5 Transform and Load Data¶
The cannuckfind system will not perform the extraction rountine from the API of the social network. Each application or situation will require its own Extraction Procedure. They will likely be required to confirm to various institutional requirements with respect to privacy and copyright etc. The libraries to start this are
5.1 Import Library¶
To use these features import the following from the cannuckfind.
import geolocation
from geolocation import unknownC
import inDat
5.2 OpenFile¶
The first step is to import the file extracted from the datasource. It is presumed that the extract procedure has been prepared and will be unique to the source of data. This extraction procedure will produce an external file that is assumed to be a large pandas dataframe. The organization is assummed to be of a particular structure. This structure is documented in the Annex.
- class inDat.inDat(thefile=101)¶
- SAMPSIZE¶
load random sample size
- SEED¶
Default Seed for Random Sample
- datProg¶
stage of data analysis
- inDat.__init__()¶
Creates object to import external data :param exfile: path to external file
A separate method exists for loading subsequent files.

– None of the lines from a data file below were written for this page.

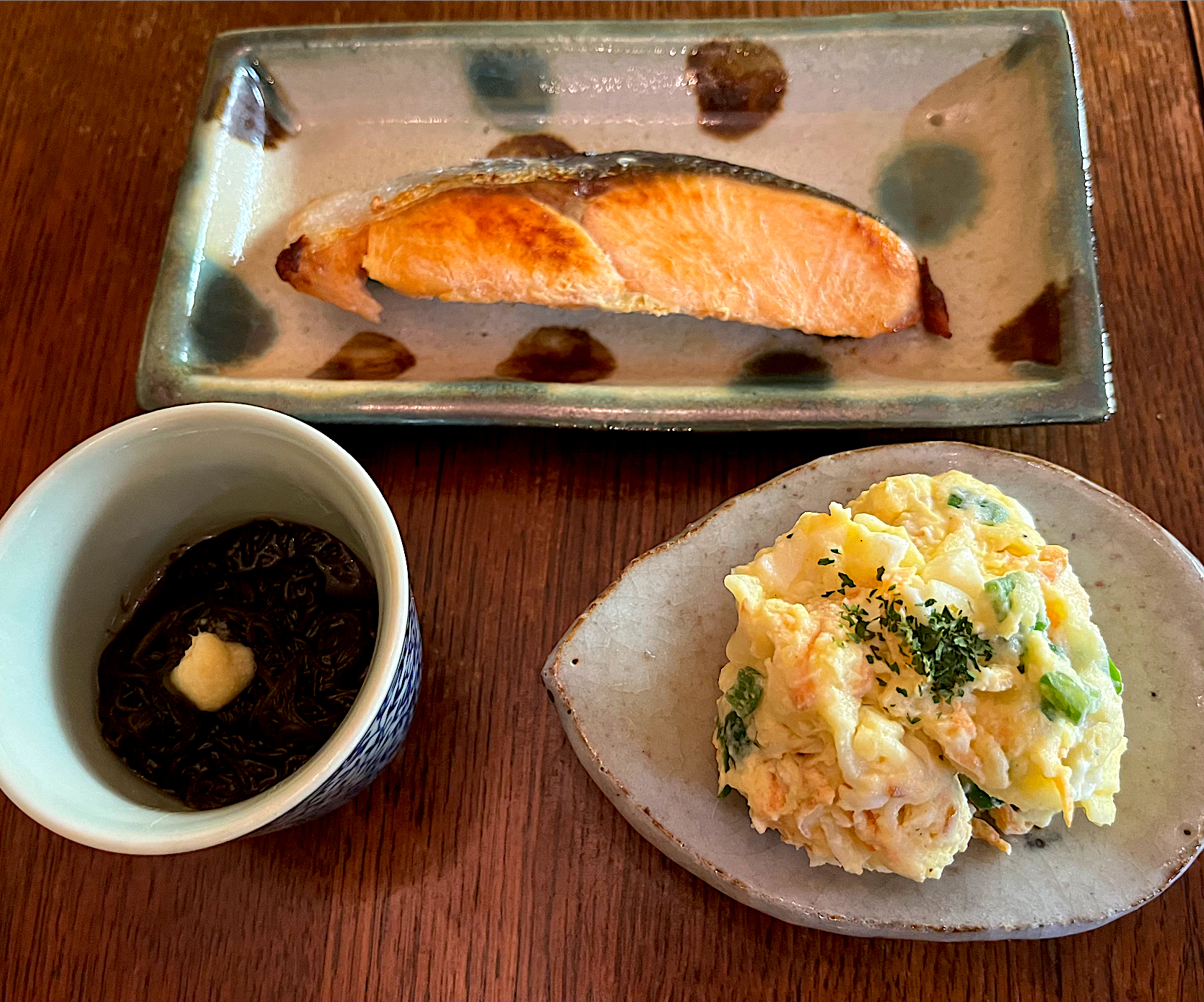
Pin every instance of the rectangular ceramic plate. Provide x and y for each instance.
(962, 129)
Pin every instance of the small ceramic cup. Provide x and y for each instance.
(92, 530)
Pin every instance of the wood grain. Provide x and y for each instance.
(484, 863)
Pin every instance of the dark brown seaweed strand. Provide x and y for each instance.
(307, 609)
(932, 301)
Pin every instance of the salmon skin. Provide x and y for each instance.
(630, 232)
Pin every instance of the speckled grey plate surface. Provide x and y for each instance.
(964, 129)
(636, 679)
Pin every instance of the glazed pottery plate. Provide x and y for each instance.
(962, 129)
(636, 682)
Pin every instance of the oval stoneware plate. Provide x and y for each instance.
(636, 679)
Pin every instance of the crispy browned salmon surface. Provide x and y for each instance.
(650, 234)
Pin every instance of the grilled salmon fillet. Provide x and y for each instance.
(624, 232)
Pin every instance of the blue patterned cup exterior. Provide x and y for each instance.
(378, 744)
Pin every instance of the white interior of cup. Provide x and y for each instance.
(90, 533)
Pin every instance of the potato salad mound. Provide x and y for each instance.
(912, 671)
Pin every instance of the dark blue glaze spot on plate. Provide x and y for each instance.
(510, 86)
(780, 367)
(228, 322)
(930, 189)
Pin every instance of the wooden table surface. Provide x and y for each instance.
(484, 863)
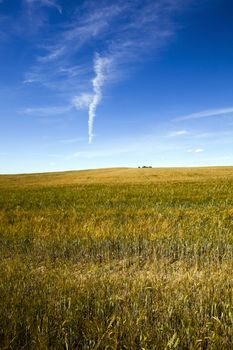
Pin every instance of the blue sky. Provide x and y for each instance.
(90, 84)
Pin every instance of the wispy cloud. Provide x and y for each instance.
(196, 150)
(178, 133)
(82, 101)
(48, 3)
(124, 31)
(206, 113)
(46, 111)
(101, 66)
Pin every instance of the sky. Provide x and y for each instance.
(94, 84)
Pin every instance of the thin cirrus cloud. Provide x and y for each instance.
(46, 3)
(206, 114)
(196, 150)
(178, 133)
(125, 31)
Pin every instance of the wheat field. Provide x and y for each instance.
(117, 259)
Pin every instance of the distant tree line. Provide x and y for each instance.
(144, 166)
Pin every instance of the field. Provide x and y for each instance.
(117, 259)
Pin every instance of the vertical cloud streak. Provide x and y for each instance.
(101, 66)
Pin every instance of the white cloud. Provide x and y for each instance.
(206, 113)
(178, 133)
(197, 150)
(127, 31)
(82, 101)
(101, 66)
(48, 3)
(46, 111)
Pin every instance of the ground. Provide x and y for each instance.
(117, 259)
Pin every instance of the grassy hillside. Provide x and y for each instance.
(117, 259)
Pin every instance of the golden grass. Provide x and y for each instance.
(117, 259)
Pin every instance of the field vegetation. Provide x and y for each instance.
(117, 259)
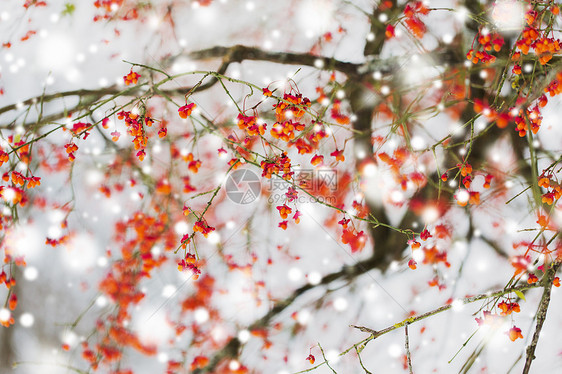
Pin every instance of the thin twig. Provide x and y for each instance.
(326, 360)
(407, 345)
(541, 314)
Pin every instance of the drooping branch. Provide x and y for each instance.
(239, 53)
(487, 295)
(541, 314)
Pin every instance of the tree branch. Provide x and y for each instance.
(541, 314)
(239, 53)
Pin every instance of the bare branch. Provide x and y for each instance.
(407, 346)
(239, 53)
(541, 314)
(443, 308)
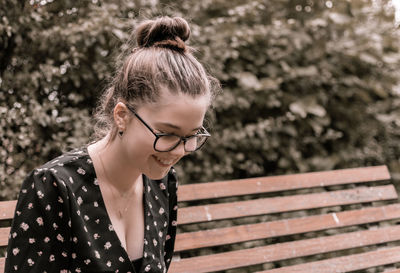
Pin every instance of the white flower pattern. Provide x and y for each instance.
(68, 200)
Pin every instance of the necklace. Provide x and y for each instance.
(126, 196)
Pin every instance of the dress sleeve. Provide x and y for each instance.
(172, 225)
(39, 239)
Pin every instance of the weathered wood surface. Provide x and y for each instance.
(306, 235)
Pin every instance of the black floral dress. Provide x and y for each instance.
(61, 223)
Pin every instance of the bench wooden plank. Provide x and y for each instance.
(282, 251)
(242, 233)
(345, 264)
(221, 211)
(239, 187)
(7, 209)
(4, 232)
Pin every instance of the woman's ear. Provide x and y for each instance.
(121, 116)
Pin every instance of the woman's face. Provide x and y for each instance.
(179, 114)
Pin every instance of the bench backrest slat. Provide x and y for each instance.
(281, 183)
(288, 250)
(242, 233)
(347, 263)
(283, 204)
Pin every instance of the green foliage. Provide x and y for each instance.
(306, 86)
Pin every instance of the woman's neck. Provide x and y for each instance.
(110, 165)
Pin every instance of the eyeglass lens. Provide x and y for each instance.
(166, 143)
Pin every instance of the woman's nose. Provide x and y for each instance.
(179, 150)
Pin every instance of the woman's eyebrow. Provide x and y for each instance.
(173, 126)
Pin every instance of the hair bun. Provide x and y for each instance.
(164, 32)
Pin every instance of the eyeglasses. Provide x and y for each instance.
(167, 142)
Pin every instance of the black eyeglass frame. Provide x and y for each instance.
(158, 135)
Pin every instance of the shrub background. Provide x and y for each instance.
(308, 85)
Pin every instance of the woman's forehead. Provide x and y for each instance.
(180, 111)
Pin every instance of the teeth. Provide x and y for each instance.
(165, 162)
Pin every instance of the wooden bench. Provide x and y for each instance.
(334, 221)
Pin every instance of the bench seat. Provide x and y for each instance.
(331, 221)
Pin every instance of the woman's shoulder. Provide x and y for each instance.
(69, 166)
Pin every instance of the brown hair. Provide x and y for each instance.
(161, 59)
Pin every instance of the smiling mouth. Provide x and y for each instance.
(163, 162)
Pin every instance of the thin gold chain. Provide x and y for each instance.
(123, 196)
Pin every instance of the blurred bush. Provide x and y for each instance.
(308, 85)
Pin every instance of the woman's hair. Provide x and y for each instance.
(161, 60)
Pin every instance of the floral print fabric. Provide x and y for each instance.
(61, 223)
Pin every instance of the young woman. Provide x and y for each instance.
(111, 206)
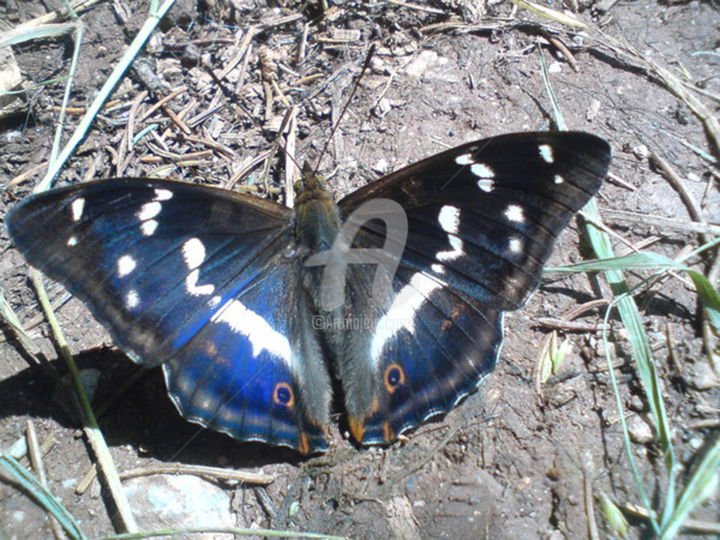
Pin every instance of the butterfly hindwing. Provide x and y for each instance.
(197, 280)
(482, 220)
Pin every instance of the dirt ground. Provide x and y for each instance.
(510, 462)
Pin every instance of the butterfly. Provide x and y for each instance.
(256, 313)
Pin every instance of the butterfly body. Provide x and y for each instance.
(253, 309)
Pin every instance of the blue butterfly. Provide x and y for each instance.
(219, 289)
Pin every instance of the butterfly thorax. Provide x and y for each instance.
(317, 218)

with each string containing a potential location, it can be loaded with this method.
- inDat.loadrawfile()¶
load file extracted from raw source
5.3 Monitor Progress¶
An info method is available
- inDat.inDatinfo()¶
convience function to give quick look at the data return 1 if rawfile read in 2 if there is a sample of it -1 and something is wrong
This implementation is peculiar to this package, as returns a categorical variable indicating the stage of the processing of the data. However, it does print to screen the summary data available at this stage.
5.3.1 Return Values for inDatinfo method¶
The method returns integer values from -1 to 4 which are stored in member constant datProg. These values are intended to be indicators of progress in the machine learning exercise. There interpretations are:
Value |
Progress |
---|---|
-1 |
Error |
0 |
Not Initialized |
1 |
Raw Sample Only |
2 |
Single Sample |
3 |
Replacement Sampling |
4 |
No Replacement Sampling |
In the above table we see six possible situations can exist.
5.4 Take sample¶
The primary purpose of the exercise is to produce a sample that is of a size amenable to analysis. A more secondary purpose is to support statistical techniques that rely on bootstrapping.
- inDat.loadrandomsample()¶
In the following example a random sample of 4 is the sample of 8.
testL1 = inDat.inDat('ex8.csv')
self.assertTrue(testL1.inDat.shape[0] == 8)
self.assertTrue(testL1.inDat.shape[1] == 16)
testS1 = testL1.loadrandomsample(smpsize = 4)
self.assertTrue(testS1.shape[0] == 4)
self.assertTrue(testS1.shape[1] == 4)
TestL1 has a sample size of 8 as show by the value of shape[0]. A random sample of 4 is selected from TestL1 to create TestS1.